Esqueça as fraquezas, esqueça o que você não gosta e o que não está dando certo – porque colocar isso como ponto de partida provavelmente é o que você tem feito e não tem funcionado. Comece o diálogo salientando os pontos fortes que você conhece tão bem (no outro ou na sua equipe) ou as forças que você gostaria que fossem demonstradas com maior constância. Não tente consertar coisa alguma de imediato. Concentre-se em administrar uma injeção de entusiasmo e deixe esse novo estado de ânimo vicejar por um dia ou dois.

Podemos não ser perfeitos naquilo que fazemos com entusiasmo, mas certamente somos uma porcaria naquilo que fazemos sem entusiasmo algum.

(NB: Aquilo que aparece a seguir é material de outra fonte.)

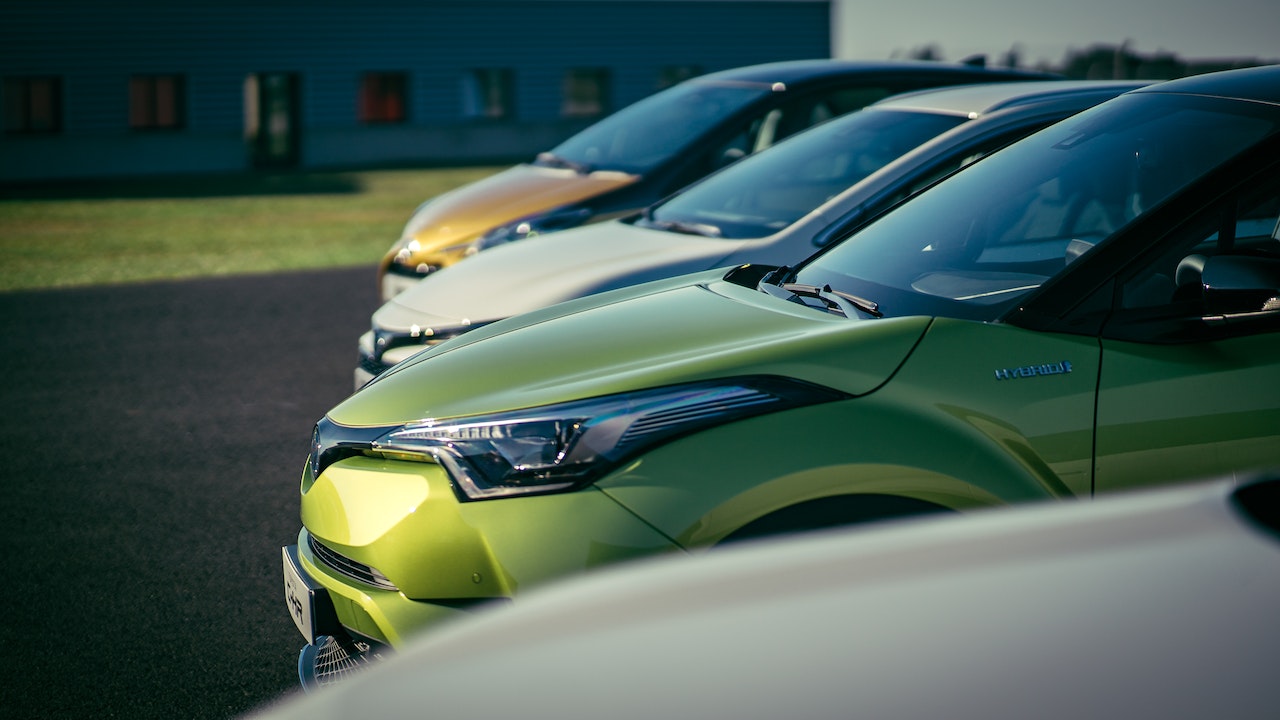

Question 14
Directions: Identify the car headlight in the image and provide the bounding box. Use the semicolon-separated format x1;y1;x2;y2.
398;198;438;243
469;206;594;253
308;377;846;500
370;322;479;362
385;199;443;272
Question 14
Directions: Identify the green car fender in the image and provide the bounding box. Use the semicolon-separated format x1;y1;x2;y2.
596;318;1102;546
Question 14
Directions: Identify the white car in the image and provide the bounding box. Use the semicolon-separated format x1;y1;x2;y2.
253;473;1280;719
354;80;1148;389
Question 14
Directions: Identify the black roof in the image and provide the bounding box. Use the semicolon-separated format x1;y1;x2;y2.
1132;64;1280;105
694;59;1058;86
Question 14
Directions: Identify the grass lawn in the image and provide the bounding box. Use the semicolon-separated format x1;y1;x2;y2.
0;166;506;293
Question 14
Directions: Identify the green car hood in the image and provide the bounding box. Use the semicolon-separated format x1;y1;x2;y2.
331;270;931;426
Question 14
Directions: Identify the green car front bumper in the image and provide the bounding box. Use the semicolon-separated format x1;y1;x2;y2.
286;455;683;653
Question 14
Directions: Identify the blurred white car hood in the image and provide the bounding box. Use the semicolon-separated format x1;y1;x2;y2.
372;220;756;331
252;474;1280;719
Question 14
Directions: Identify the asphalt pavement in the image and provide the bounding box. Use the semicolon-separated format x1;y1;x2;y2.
0;266;378;719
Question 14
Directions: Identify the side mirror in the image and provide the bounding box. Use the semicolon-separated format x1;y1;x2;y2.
1202;256;1280;314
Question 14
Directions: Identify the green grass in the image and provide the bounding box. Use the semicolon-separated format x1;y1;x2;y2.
0;166;506;292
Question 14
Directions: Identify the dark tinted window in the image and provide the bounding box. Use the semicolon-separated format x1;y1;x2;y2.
546;81;772;173
797;93;1280;321
1102;171;1280;342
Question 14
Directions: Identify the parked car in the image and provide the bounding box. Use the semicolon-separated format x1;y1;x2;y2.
265;474;1280;715
284;65;1280;686
358;80;1148;388
376;60;1055;301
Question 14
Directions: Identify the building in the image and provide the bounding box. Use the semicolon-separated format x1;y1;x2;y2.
0;0;831;182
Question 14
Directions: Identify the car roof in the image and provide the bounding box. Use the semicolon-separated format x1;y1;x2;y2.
869;79;1152;117
1129;63;1280;105
692;59;1056;86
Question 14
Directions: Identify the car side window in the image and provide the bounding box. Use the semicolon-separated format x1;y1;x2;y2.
740;87;897;158
667;87;895;194
1105;169;1280;342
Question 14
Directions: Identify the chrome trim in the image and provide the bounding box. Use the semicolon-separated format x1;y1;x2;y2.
994;360;1073;380
308;534;398;591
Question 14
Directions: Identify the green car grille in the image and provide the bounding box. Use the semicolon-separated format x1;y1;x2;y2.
309;534;398;592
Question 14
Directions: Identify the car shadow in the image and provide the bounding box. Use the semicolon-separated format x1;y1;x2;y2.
0;170;365;200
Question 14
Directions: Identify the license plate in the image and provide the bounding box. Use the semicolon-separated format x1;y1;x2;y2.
282;545;322;643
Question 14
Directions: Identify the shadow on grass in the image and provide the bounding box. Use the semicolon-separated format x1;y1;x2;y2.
0;170;366;200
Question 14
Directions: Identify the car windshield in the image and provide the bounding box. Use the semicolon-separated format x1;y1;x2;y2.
639;108;967;239
795;92;1280;321
543;81;775;175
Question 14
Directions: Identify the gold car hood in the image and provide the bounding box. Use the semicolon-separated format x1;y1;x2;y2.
336;271;931;427
403;163;639;253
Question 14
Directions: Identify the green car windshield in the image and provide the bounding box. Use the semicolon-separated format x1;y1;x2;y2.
796;92;1280;322
543;81;774;175
640;108;966;239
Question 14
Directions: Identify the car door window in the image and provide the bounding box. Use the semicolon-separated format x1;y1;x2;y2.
1093;167;1280;494
1107;173;1280;342
667;87;895;194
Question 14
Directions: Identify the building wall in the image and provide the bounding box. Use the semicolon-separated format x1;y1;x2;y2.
0;0;831;182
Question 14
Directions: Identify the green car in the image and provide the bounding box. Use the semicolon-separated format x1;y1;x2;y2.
283;65;1280;689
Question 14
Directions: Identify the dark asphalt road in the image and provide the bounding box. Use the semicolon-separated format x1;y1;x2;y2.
0;267;378;719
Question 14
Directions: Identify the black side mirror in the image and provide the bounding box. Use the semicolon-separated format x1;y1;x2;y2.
1203;256;1280;314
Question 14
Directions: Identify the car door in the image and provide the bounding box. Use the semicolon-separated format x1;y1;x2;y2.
1093;167;1280;492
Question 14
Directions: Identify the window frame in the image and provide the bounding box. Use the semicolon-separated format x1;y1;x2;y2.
461;68;515;120
129;74;186;131
3;75;62;134
561;67;611;119
359;71;409;125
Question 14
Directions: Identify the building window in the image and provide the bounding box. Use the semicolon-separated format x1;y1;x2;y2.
130;75;185;130
561;68;610;118
3;76;62;133
658;65;702;89
360;72;408;124
461;68;514;119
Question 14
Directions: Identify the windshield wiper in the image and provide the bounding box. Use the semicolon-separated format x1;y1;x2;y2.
763;281;882;319
645;218;723;237
535;152;592;174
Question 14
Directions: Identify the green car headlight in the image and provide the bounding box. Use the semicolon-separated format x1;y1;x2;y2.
310;377;846;501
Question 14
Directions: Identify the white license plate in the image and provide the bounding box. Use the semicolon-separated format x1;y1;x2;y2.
282;545;321;644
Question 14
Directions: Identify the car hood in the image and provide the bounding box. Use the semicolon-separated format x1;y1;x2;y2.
375;222;750;330
333;270;932;427
404;163;639;252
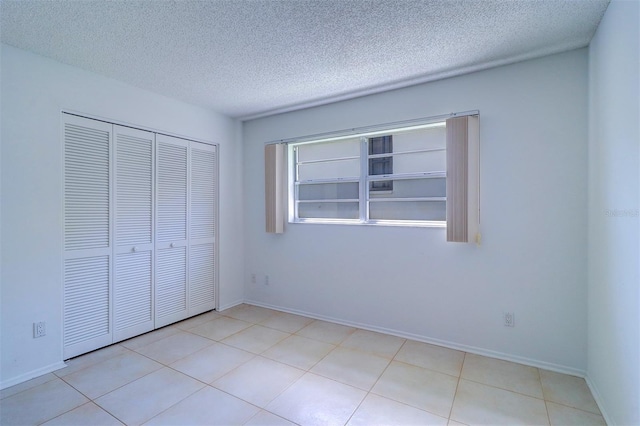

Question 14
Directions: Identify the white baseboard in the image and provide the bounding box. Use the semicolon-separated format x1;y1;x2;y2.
245;299;587;378
217;299;244;312
0;361;67;391
2;300;242;391
585;375;614;425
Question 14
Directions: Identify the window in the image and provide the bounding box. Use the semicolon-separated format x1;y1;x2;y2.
289;121;447;226
369;135;393;192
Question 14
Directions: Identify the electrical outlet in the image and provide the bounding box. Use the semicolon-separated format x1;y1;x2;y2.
250;273;256;284
264;275;270;286
504;312;515;327
33;322;46;338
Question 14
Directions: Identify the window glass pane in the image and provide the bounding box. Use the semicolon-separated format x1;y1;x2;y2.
298;182;359;201
369;135;393;191
388;150;445;175
369;157;393;176
392;126;445;153
298;202;359;219
369;136;392;155
369;178;445;199
290;120;450;225
297;138;360;162
369;201;446;221
298;158;359;181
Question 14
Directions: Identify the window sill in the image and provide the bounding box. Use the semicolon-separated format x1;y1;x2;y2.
289;218;446;228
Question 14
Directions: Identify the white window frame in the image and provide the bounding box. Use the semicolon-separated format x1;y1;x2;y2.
287;119;449;228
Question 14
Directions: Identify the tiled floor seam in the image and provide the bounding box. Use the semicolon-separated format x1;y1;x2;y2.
341;389;368;426
357;341;395;392
128;343;203;370
543;399;554;426
389;358;463;379
33;401;103;426
538;367;554;426
242;409;300;426
55;344;134;379
456;376;547;401
57;343;218;420
58;365;165;417
291;342;336;372
366;387;454;423
0;374;59;402
543;399;604;416
447;351;467;422
131;331;262;391
129;382;205;426
182;320;253;342
59;366;159;402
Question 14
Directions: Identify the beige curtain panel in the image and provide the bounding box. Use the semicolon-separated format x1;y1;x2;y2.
265;143;285;233
446;115;480;243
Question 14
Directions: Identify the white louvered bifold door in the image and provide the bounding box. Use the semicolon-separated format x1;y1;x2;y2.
155;134;189;327
63;114;113;359
189;142;217;315
113;126;155;342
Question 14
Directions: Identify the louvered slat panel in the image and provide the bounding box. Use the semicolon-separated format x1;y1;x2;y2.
190;146;216;240
64;256;110;346
156;247;187;318
157;142;187;242
65;123;110;250
189;243;214;309
116;132;153;246
115;251;152;331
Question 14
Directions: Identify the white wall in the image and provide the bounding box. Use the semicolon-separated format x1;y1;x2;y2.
243;49;589;373
587;0;640;424
0;44;244;386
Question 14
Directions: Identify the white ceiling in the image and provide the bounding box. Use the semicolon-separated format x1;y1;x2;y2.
1;0;609;120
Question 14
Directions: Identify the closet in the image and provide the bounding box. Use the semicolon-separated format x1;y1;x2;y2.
63;114;217;359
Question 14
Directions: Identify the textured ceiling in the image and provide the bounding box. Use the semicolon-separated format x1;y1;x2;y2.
1;0;609;119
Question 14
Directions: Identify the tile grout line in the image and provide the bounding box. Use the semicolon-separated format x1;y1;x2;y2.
138;382;207;425
33;400;120;426
0;373;60;402
447;351;466;423
203;308;306;421
374;338;459;422
52;377;129;425
538;367;554;426
98;307;265;424
60;310;250;425
342;338;409;425
228;308;370;425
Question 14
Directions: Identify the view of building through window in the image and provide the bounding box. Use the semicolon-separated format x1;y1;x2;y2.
290;121;446;226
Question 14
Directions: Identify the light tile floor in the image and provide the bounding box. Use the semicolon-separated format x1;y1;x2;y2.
1;304;606;425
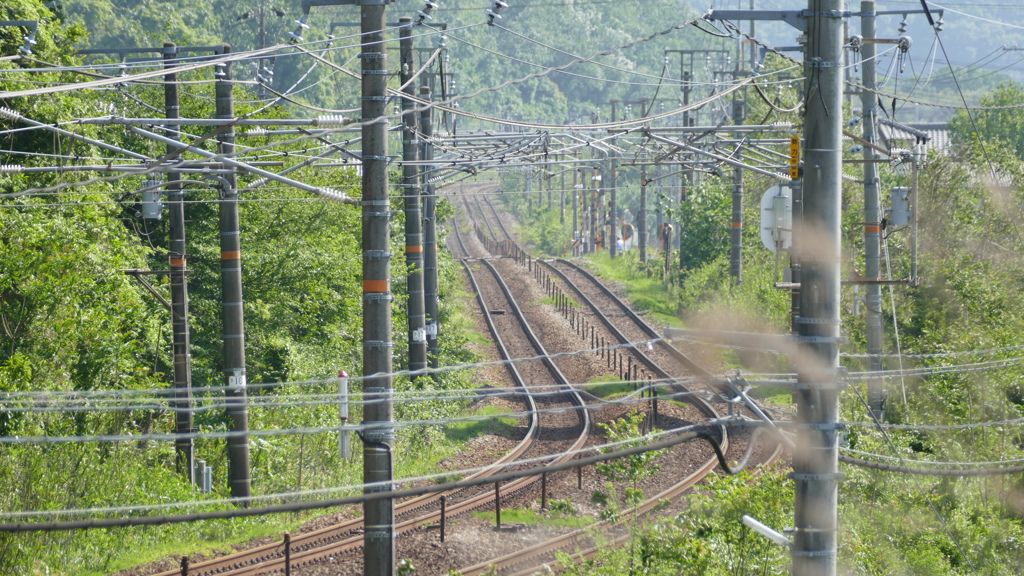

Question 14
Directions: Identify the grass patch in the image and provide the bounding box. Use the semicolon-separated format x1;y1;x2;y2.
471;507;594;528
755;385;795;408
585;253;682;327
443;405;519;442
586;375;637;399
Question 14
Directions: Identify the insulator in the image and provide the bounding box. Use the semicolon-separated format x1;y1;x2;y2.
315;115;347;127
0;165;24;175
249;177;270;189
243;128;268;137
318;187;351;204
0;107;23;121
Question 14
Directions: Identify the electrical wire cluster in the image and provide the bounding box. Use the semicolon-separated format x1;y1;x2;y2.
1;5;1024;564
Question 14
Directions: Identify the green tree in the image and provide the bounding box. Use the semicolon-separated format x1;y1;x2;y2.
949;81;1024;159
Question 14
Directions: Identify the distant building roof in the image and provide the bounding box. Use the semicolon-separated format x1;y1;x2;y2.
878;120;952;155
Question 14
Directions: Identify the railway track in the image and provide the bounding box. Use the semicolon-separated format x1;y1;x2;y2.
141;182;778;576
447;193;783;575
145;185;585;576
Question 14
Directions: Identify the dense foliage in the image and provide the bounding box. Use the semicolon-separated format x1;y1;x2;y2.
1;1;484;574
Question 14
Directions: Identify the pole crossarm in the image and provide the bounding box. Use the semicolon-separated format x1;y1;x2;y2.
645;133;791;181
128;127;356;204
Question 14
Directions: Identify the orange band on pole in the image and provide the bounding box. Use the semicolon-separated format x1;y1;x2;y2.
865;225;880;233
732;222;743;228
363;280;389;292
406;245;423;253
170;258;186;267
221;251;240;260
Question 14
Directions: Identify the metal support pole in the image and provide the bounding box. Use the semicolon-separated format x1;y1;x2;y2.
639;162;649;262
679;169;692;272
400;19;427;378
164;42;195;485
440;495;447;542
420;86;440;371
559;155;566;226
361;4;396;576
494;482;501;528
588;167;598;253
571;168;579;250
860;1;885;419
731;151;744;284
608;156;616;258
283;533;291;576
792;2;843;575
216;46;251;502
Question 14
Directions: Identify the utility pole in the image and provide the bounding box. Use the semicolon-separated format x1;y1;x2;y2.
571;167;579;251
164;42;194;485
609;101;618;259
400;18;427;378
559;153;565;226
793;1;843;574
360;2;395;575
679;168;691;272
420;86;439;371
589;165;599;253
730;164;744;283
861;1;885;419
216;46;252;502
639;160;648;263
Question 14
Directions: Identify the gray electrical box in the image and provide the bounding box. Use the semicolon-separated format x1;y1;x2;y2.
141;180;163;220
890;186;910;227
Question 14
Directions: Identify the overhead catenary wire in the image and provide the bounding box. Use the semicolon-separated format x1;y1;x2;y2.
0;419;748;528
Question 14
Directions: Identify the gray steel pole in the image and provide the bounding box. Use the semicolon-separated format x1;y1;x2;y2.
400;19;427;378
596;166;604;252
609;101;618;258
164;42;194;484
639;162;648;262
731;152;744;284
679;168;691;271
793;3;843;575
861;1;885;418
216;46;251;502
571;167;578;250
608;156;617;258
589;166;598;253
420;86;439;371
559;154;565;226
362;3;396;576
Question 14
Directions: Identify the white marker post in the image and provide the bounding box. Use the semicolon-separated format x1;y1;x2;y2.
338;370;350;459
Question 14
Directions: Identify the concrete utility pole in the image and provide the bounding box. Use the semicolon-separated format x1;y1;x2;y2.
216;46;252;502
730;157;744;283
609;102;618;258
573;166;581;247
860;0;885;419
793;2;843;574
731;100;746;284
639;160;648;262
359;2;395;575
400;18;427;378
679;168;691;272
164;42;194;484
420;86;440;370
559;154;566;226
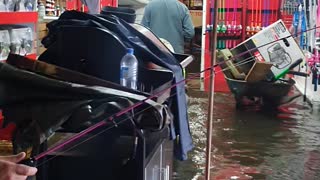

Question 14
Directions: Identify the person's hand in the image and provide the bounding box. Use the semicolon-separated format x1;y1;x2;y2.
0;152;37;180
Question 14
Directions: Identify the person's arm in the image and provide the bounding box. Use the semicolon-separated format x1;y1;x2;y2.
141;5;151;27
182;8;195;40
0;152;37;180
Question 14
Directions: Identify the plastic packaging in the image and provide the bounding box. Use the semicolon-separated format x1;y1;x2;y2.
120;48;138;90
0;0;5;11
0;30;11;61
38;2;46;19
0;26;34;56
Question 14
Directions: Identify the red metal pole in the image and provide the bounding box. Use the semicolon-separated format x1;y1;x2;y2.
242;0;247;41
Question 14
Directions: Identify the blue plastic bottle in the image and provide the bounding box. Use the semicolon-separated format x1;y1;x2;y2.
120;48;138;90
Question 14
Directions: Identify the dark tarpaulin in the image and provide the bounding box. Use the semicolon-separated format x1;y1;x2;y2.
0;58;168;155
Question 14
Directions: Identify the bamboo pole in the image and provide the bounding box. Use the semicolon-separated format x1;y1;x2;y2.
204;0;219;179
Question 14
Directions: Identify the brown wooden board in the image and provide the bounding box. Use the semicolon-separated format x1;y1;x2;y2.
245;61;273;82
38;22;47;31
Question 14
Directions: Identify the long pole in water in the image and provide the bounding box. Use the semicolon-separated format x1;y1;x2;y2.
205;0;219;179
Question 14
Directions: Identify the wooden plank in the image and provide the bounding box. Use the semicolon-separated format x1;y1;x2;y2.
39;47;47;55
38;22;47;31
245;61;273;82
189;10;203;27
38;31;48;40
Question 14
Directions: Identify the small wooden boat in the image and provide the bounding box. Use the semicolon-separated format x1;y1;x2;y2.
225;76;296;107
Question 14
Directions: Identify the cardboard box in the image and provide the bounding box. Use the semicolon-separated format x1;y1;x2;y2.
189;10;202;27
232;20;305;80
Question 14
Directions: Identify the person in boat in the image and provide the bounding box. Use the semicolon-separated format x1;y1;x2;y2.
0;152;37;180
141;0;195;54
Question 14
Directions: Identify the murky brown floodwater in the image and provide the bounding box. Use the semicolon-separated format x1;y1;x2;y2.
174;80;320;180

7• VOCÊ ACHA QUE SABE OUVIR. O desejo de aliviar o sofrimento é uma das melhores ferramentas motivacionais entre profissionais de saúde. E não existe melhor maneira de expressar esse desejo que ouvir com todo o seu coração, sem intenção de julgar, condenar ou criticar. Permita que seu interlocutor perceba que está bem no coração dos acontecimentos naquele momento e que as decisões que ele/ela toma fazem toda a diferença para o sucesso do que está sendo proposto.

Ajude o outro a manifestar o que ele/ela deseja, preste atenção até você descobrir, em silêncio, qual é o problema. E então, transforme o problema em uma meta que esteja no interesse de ambos. Mostre o caminho com serenidade e justiça, e veja o que acontece. Quando este processo de escutar é feito de modo consciente, construímos uma estrada de valorização, estabilidade e progresso.

2 comentários:

Luis Lemos disse...

Excelente texto, Dr. Alessandro!
Sábias palavras, pra profissão e pra vida!
Estou gostando muito dos artigos, até mesmo dos mais científicos, voltados mais pra área médica.
Gostaria muito que TODOS os médicos pensassem assim, ou melhor ainda, praticassem.
Obrigado!
Luis Lemos

Rogério Bastos disse...

Muito boa a matéria!Principalmente nesse momento em que os olhos andam voltados pra TV onde as manchetes falam do médico que estava sendo procurado pela justiça.Tratar bem, tratar de maneira correta, paciente merece atenção e respeito, é isso aí. Valeu pelo artigo e pela prática. Abrs.